Example floating
Example floating
PendidikanSukabumi

Kurikulum Ribet, untuk Masa Depan yang Tidak Pernah Datang

×

Kurikulum Ribet, untuk Masa Depan yang Tidak Pernah Datang

Sebarkan artikel ini

Sukabumi – republiknews.com – Setiap kali Menteri Pendidikan berganti, kurikulum pun ikut “dioperasi plastik.” Dari CBSA, KBK, KTSP, Kurikulum 2013, hingga Kurikulum Merdeka, semuanya hadir dengan jargon baru, dengan klaim paling relevan untuk menjawab masa depan.

Ironisnya, “masa depan” yang dimaksud sering hanya bertahan sampai menteri berikutnya dilantik.

Pertanyaan mendasarnya sederhana: apa gunanya kurikulum hari ini, jika ia tidak akan terpakai di dunia nyata 15 tahun ke depan?

Membuat kurikulum itu seperti meramal cuaca dua dekade mendatang. Hari ini anak diajari dengan asumsi dunia kerja tahun 2040. Padahal, dunia kerja 2040 bisa saja dihuni profesi yang belum ada sekarang.

Dua puluh tahun lalu, tidak ada yang bermimpi menjadi Youtuber, AI ethicist, atau drone operator.
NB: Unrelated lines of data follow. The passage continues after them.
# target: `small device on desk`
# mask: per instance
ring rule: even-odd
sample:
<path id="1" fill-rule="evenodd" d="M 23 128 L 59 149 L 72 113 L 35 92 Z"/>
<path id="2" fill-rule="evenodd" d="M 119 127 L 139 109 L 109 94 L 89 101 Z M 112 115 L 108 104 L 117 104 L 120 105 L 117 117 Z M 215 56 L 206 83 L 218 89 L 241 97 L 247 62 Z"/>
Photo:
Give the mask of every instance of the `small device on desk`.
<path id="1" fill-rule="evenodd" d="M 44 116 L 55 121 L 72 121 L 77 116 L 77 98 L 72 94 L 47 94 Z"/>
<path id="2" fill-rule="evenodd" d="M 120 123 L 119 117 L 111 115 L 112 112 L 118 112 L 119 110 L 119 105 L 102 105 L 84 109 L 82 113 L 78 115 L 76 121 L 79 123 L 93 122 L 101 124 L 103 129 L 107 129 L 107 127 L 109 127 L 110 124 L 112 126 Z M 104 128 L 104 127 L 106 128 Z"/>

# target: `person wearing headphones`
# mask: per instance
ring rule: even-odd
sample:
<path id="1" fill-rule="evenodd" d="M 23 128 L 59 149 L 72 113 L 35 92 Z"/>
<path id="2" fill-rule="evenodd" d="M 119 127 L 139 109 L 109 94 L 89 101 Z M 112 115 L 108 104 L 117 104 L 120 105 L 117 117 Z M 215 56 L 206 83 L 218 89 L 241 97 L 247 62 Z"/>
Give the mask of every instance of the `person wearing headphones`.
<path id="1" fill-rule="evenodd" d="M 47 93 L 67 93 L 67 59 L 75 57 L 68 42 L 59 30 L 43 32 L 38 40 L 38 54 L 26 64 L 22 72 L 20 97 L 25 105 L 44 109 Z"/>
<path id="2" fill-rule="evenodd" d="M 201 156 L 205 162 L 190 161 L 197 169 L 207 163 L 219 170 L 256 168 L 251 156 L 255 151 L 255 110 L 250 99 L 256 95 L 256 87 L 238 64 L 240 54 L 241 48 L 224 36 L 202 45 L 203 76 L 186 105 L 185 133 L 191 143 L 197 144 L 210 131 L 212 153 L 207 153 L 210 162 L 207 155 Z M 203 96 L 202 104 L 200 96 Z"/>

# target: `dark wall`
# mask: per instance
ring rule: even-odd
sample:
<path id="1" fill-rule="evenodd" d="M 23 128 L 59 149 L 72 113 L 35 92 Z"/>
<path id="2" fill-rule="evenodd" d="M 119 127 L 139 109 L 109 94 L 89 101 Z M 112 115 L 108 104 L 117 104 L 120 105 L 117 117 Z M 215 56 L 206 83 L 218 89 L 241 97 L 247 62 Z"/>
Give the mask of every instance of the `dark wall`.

Lalu, apa jaminannya kurikulum hari ini tidak akan basi sebelum matang?

Namun tetap saja, kita sibuk menyusun silabus seolah bisa memetakan masa depan. Bukankah ini mirip birokrat yang percaya bisa mengendalikan arah angin dengan stempel kantor?

Kurikulum ribet ini akhirnya menurunkan efek samping: guru jadi sibuk mengikuti pelatihan kilat, belajar istilah baru, menyesuaikan administrasi yang tak pernah selesai.

Murid pun kebingungan: hari ini belajar dengan pendekatan kompetensi, besok proyek, lusa literasi numerasi.

Mereka bukan sedang belajar, melainkan sedang “disesuaikan” dengan eksperimen kebijakan.

Singkatny, kelas berubah menjadi laboratorium politik, bukan ruang mendidik manusia.

Padahal, dunia boleh berubah, teknologi boleh berganti, tapi ada hal-hal yang selalu relevan. Itulah yang mestinya menjadi inti pendidikan:
• Literasi dasar (membaca, menulis, dan berhitung).
• Kemampuan berpikir kritis.
• Kreativitas dan inovasi.
• Komunikasi dan kolaborasi.
• Empati dan etika.
• Kemandirian serta daya tahan mental.

Ini bukan sekadar mata pelajaran, melainkan fondasi hidup. Anak yang dibekali keterampilan abadi ini tidak akan gentar menghadapi pekerjaan yang bahkan belum ditemukan hari ini.

Seharusnya, kurikulum diperlakukan sebagai kompas, bukan peta detail. Peta bisa basi begitu medan berubah, sementara kompas selalu memberi arah.

Pendidikan mestinya menyiapkan anak menemukan jalannya sendiri di dunia yang tidak pasti.

Sayangnya, kita justru terjebak dalam kurikulum yang penuh indikator, rubrik, dan administrasi. Saking ribetnya, sekolah seperti lupa bahwa yang dididik itu manusia, bukan formulir.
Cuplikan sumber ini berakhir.